Prophylaxis of Rhesus isoimmunization

Prophylaxis of Rhesus isoimmunization: How to Prevent Rh Disease

Rhesus isoimmunization, or Rh disease, is an immune reaction in which pregnant mothers with an Rh-negative blood type produce antibodies that attack the Rh-positive red blood cells of their developing baby. These antibodies can lead to severe anemia in the baby and, in some cases, even death. The good news is, there's a way to prevent this from happening – prophylaxis of rhesus isoimmunization. Here are the steps for how you can do it:

Step One: Get an Antibody Screen

The first step in prophylaxis of rhesus isoimmunization is to get an antibody screen. This test will tell you if you have any antibodies to Rh-positive red blood cells. If you do, you will need further tests to see if the fetus is affected. If you do not have any antibodies, the next step is to ensure that you are Rh-negative.

Step Two: Ensure You Are Rh-Negative

If you are uncertain of your blood type, you can get tested to make sure you are Rh-negative. This is important because if you are Rh-positive, your baby could inherit the Rh factor from you, which would put them at risk of developing Rh disease.

Step Three: Get an Rh Immunoglobulin Injection

Once you have confirmed that you are Rh-negative, your doctor may suggest that you get an Rh immunoglobulin injection. This injection contains antibodies that can prevent your body from producing its own antibodies to the Rh factor in your baby. It is recommended that you get this shot within 72 hours of any contact with an Rh-positive fetus or within 72 hours of delivering an Rh-positive baby.

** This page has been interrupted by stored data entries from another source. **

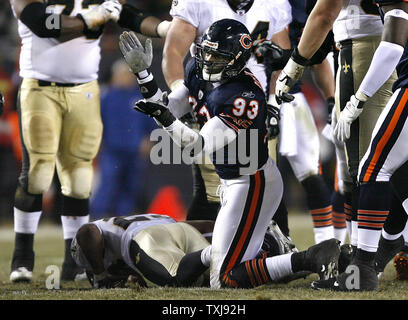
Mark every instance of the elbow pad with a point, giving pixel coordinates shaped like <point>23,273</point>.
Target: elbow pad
<point>42,24</point>
<point>131,18</point>
<point>279,64</point>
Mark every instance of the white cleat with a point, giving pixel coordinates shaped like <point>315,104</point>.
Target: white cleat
<point>21,274</point>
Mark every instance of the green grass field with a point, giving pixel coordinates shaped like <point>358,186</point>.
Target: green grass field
<point>49,251</point>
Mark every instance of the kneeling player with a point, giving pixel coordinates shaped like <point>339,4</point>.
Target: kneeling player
<point>148,247</point>
<point>232,104</point>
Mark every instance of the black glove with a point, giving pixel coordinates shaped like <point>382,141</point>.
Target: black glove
<point>1,103</point>
<point>273,121</point>
<point>330,104</point>
<point>157,110</point>
<point>267,51</point>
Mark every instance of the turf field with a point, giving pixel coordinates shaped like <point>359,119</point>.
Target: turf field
<point>49,250</point>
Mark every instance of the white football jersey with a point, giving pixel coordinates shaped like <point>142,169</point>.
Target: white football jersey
<point>269,16</point>
<point>74,61</point>
<point>357,19</point>
<point>114,228</point>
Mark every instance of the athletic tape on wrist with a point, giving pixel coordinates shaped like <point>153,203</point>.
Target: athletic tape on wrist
<point>397,13</point>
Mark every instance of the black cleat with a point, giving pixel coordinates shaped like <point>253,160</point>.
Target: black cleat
<point>22,266</point>
<point>323,258</point>
<point>401,264</point>
<point>276,243</point>
<point>346,255</point>
<point>71,272</point>
<point>359,276</point>
<point>387,249</point>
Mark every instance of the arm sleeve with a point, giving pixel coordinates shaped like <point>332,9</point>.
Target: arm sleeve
<point>382,66</point>
<point>178,101</point>
<point>187,10</point>
<point>214,135</point>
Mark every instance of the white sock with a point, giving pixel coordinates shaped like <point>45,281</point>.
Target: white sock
<point>71,224</point>
<point>279,266</point>
<point>368,239</point>
<point>405,233</point>
<point>340,234</point>
<point>349,230</point>
<point>354,233</point>
<point>388,236</point>
<point>26,222</point>
<point>206,256</point>
<point>323,233</point>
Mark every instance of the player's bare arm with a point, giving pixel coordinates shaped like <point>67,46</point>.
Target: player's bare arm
<point>45,25</point>
<point>142,22</point>
<point>282,40</point>
<point>318,25</point>
<point>180,36</point>
<point>324,79</point>
<point>383,64</point>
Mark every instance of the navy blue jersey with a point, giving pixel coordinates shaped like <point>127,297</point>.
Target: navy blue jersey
<point>299,18</point>
<point>240,104</point>
<point>402,67</point>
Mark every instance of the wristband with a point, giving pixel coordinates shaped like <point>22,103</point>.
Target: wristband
<point>162,28</point>
<point>147,84</point>
<point>101,276</point>
<point>175,84</point>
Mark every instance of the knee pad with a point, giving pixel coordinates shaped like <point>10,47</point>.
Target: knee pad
<point>74,207</point>
<point>41,146</point>
<point>41,173</point>
<point>84,142</point>
<point>399,182</point>
<point>317,193</point>
<point>27,202</point>
<point>397,217</point>
<point>76,181</point>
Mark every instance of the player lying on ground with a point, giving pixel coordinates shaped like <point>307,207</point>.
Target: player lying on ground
<point>234,103</point>
<point>386,153</point>
<point>59,112</point>
<point>149,247</point>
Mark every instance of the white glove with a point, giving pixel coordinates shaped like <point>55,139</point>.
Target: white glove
<point>101,14</point>
<point>114,8</point>
<point>137,57</point>
<point>287,79</point>
<point>350,113</point>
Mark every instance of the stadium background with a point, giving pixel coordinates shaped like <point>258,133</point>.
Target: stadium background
<point>164,188</point>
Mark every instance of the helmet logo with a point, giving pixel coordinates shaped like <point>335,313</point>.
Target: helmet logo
<point>210,44</point>
<point>246,41</point>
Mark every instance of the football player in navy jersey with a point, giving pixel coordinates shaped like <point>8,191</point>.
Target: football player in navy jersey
<point>233,104</point>
<point>387,150</point>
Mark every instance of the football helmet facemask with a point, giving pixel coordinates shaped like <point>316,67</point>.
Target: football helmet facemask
<point>237,5</point>
<point>224,50</point>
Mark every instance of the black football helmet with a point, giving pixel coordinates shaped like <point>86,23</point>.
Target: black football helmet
<point>240,5</point>
<point>224,50</point>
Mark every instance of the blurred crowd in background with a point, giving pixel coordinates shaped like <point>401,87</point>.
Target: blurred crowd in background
<point>125,179</point>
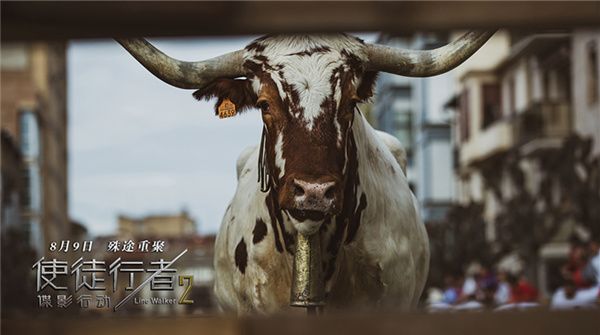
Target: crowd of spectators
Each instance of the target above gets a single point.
(506, 287)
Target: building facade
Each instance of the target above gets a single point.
(34, 127)
(520, 99)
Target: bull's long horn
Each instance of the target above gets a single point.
(425, 63)
(182, 74)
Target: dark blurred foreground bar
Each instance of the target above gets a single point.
(504, 323)
(25, 20)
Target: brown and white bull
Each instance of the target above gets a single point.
(320, 167)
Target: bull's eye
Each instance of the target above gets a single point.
(263, 105)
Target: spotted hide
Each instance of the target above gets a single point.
(321, 168)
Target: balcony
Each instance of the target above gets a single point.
(496, 138)
(543, 125)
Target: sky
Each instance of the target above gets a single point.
(138, 146)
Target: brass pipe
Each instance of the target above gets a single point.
(308, 286)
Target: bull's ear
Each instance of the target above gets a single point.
(239, 91)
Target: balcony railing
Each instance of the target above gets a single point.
(543, 122)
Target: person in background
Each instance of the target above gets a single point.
(502, 295)
(569, 297)
(451, 290)
(521, 290)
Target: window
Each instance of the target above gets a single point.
(403, 130)
(512, 96)
(491, 104)
(592, 73)
(30, 149)
(464, 116)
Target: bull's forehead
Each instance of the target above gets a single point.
(307, 69)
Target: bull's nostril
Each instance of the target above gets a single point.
(330, 193)
(298, 191)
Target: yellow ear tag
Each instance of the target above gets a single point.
(226, 109)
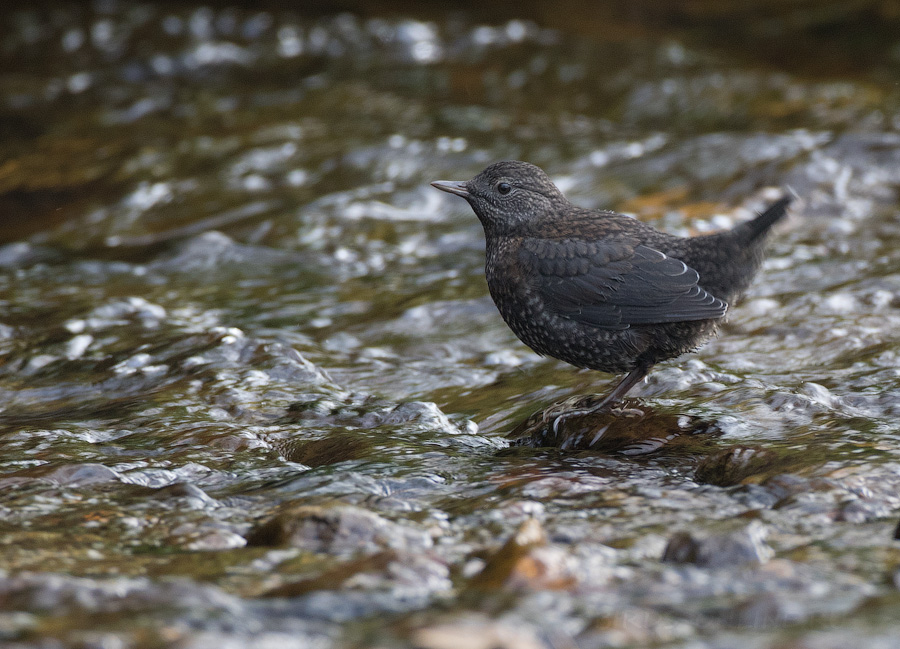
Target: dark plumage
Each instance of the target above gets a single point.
(598, 289)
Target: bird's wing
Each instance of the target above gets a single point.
(616, 284)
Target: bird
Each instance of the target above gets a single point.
(598, 289)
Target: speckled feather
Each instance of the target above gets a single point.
(598, 289)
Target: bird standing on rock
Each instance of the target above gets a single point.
(598, 289)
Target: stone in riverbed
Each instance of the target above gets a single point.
(340, 529)
(745, 546)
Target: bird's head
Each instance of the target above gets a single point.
(508, 196)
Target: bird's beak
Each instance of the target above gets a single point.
(457, 187)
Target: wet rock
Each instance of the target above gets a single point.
(201, 539)
(477, 632)
(746, 546)
(526, 562)
(22, 255)
(735, 465)
(57, 593)
(632, 628)
(335, 530)
(765, 610)
(401, 573)
(80, 475)
(337, 447)
(189, 496)
(631, 428)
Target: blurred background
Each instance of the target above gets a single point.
(253, 390)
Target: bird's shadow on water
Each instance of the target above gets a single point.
(630, 427)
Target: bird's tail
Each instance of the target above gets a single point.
(758, 227)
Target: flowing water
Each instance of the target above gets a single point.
(253, 391)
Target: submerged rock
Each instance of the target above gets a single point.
(628, 430)
(735, 465)
(526, 562)
(340, 529)
(720, 550)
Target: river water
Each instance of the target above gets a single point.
(253, 391)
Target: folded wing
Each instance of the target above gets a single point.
(616, 284)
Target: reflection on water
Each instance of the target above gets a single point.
(253, 389)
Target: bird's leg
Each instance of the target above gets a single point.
(629, 381)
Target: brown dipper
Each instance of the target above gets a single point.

Step Four: Get Follow-Up Blood Tests

Even after getting the Rh immunoglobulin injection, it is still important to get regular follow-up blood tests during your pregnancy as well as after delivery. This will help to monitor your antibodies levels to make sure that Rh disease is not developing.

Key Takeaways

Prophylaxis of rhesus isoimmunization is a procedure that can help to prevent a pregnant mother from developing antibodies to her baby’s Rh-positive red blood cells. It involves getting an antibody screen, ensuring that you are Rh-negative, and getting an Rh immunoglobulin injection as well as follow-up blood tests. Following this procedure can help to protect your baby’s health.